The superintendent shook his head.
“I sometimes fear,” he said, “that they are not as good as some of my friends think they are, and I am disappointed that you have not seen one. But they go on producing them, and money comes in for the Home.”
“Who pays the cost of production?” asked Larry curiously. He welcomed any diversion from the overwhelming misery of his thoughts.
“A gentleman who is interested in my work,” replied Mr. Dearborn. “I have never met him, but he has never refused to produce a play of mine. Sometimes I think he does so because he wishes to help this Home.”
“He must have some good reason,” said Larry.
Conversation flagged after this. Once a telephone buzzed, and the superintendent took up a receiver from his table and listened.
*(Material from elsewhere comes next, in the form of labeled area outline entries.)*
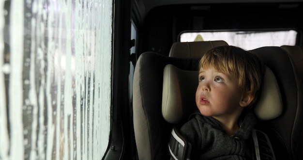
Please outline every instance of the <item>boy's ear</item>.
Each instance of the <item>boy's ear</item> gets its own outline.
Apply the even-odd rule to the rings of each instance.
[[[250,91],[244,92],[240,103],[240,106],[246,107],[249,105],[253,101],[254,97],[254,95]]]

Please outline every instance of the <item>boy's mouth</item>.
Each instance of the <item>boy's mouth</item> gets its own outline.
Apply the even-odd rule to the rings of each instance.
[[[202,105],[208,104],[210,103],[210,102],[207,100],[207,99],[204,97],[201,97],[200,98],[200,104]]]

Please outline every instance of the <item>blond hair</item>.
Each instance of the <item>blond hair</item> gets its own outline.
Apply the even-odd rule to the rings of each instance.
[[[250,91],[256,99],[261,87],[263,68],[256,55],[232,46],[215,47],[207,51],[200,61],[199,68],[210,67],[233,74],[241,91]]]

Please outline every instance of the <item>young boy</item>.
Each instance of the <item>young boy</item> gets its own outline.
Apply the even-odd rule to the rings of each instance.
[[[262,64],[234,46],[209,50],[201,58],[196,102],[180,133],[192,144],[191,160],[252,159],[247,145],[256,119],[251,109],[261,83]]]

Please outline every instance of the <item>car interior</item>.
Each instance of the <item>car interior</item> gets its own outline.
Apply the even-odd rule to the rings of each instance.
[[[300,159],[303,130],[299,126],[303,116],[299,98],[302,94],[301,77],[290,56],[280,48],[266,47],[251,51],[259,56],[273,73],[271,78],[264,78],[261,99],[255,108],[259,120],[257,128],[267,134],[277,159]],[[198,61],[151,52],[142,54],[139,59],[133,105],[139,159],[169,159],[167,143],[163,142],[168,142],[173,126],[183,124],[184,118],[196,109],[193,108],[194,99],[189,97],[195,97]],[[167,70],[169,65],[172,69]],[[262,158],[268,159],[268,155]]]
[[[303,0],[2,0],[0,13],[0,160],[190,160],[179,131],[199,61],[228,45],[264,64],[254,160],[303,160]]]
[[[302,27],[302,20],[291,16],[302,13],[301,2],[137,2],[146,7],[146,12],[138,9],[144,14],[140,17],[144,19],[140,37],[143,41],[138,43],[146,42],[139,46],[141,51],[136,54],[133,81],[133,123],[139,160],[169,159],[167,142],[172,128],[184,124],[197,109],[192,97],[199,59],[210,48],[228,45],[222,39],[180,42],[178,34],[188,30],[300,31]],[[146,6],[151,3],[157,6]],[[275,157],[263,152],[261,160],[303,159],[300,127],[303,52],[300,37],[294,46],[263,46],[249,50],[272,73],[269,76],[272,78],[264,78],[268,81],[263,82],[262,99],[254,111],[259,120],[256,128],[268,136]]]

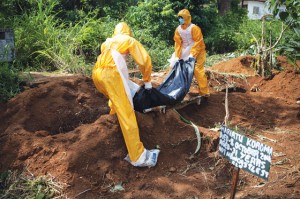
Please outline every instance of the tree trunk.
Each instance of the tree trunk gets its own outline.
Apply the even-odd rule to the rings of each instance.
[[[220,15],[224,15],[231,8],[232,0],[218,0],[218,10]]]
“Yes, I think you had better,” he said, and hung up the receiver again. “A mundane question from the kitchen,” he smiled. “I have telephones fitted all over the house so far as our means allow us,” he added. “It saves so many journeys.”
Just then a deputation came from the common room with a grievance. The men of No. 1 Dormitory wish to go into their sleeping-places. Some of them made a practice of sleeping the clock round, and all of them, whether they wanted to retire at once or not, claimed their right to enter their dormitory.
“You hear?” said the superintendent. “It is rather difficult for me.”
Larry nodded.
“They can have beds at the nearest hotel,” he said, “and I will pay for them. Or they can sleep somewhere else. I don’t mind the beds being taken out. But nobody occupies that room until Miss Ward is found.”
He strolled out into the passage and walked to the common room. These poor men were entitled to an explanation, and he gave it, stating the case fairly and simply, and there was a chorus of approval even from the most obstreperous.
He had concluded his harangue and was standing in the passage with his back to the wall, his head on his breast, thinking, when he heard a commotion upstairs, and a cry, and leapt up the stairs two at a time. He got to the first landing and was turning, when he saw a sight that brought his heart into his mouth.
Walking slowly down the stairs toward him was Diana Ward. Her blouse hung in rags, so that the under-bodice and the snowy white of her shoulders were visible. She carried in one hand a compact Smith-Wesson revolver, and on her white face was a smile of triumph.
For a second Larry looked at her and then leapt up the remaining stairs to meet her, and caught her in his arms.
“My dear, my dear!” he said brokenly. “Thank God you have come back!”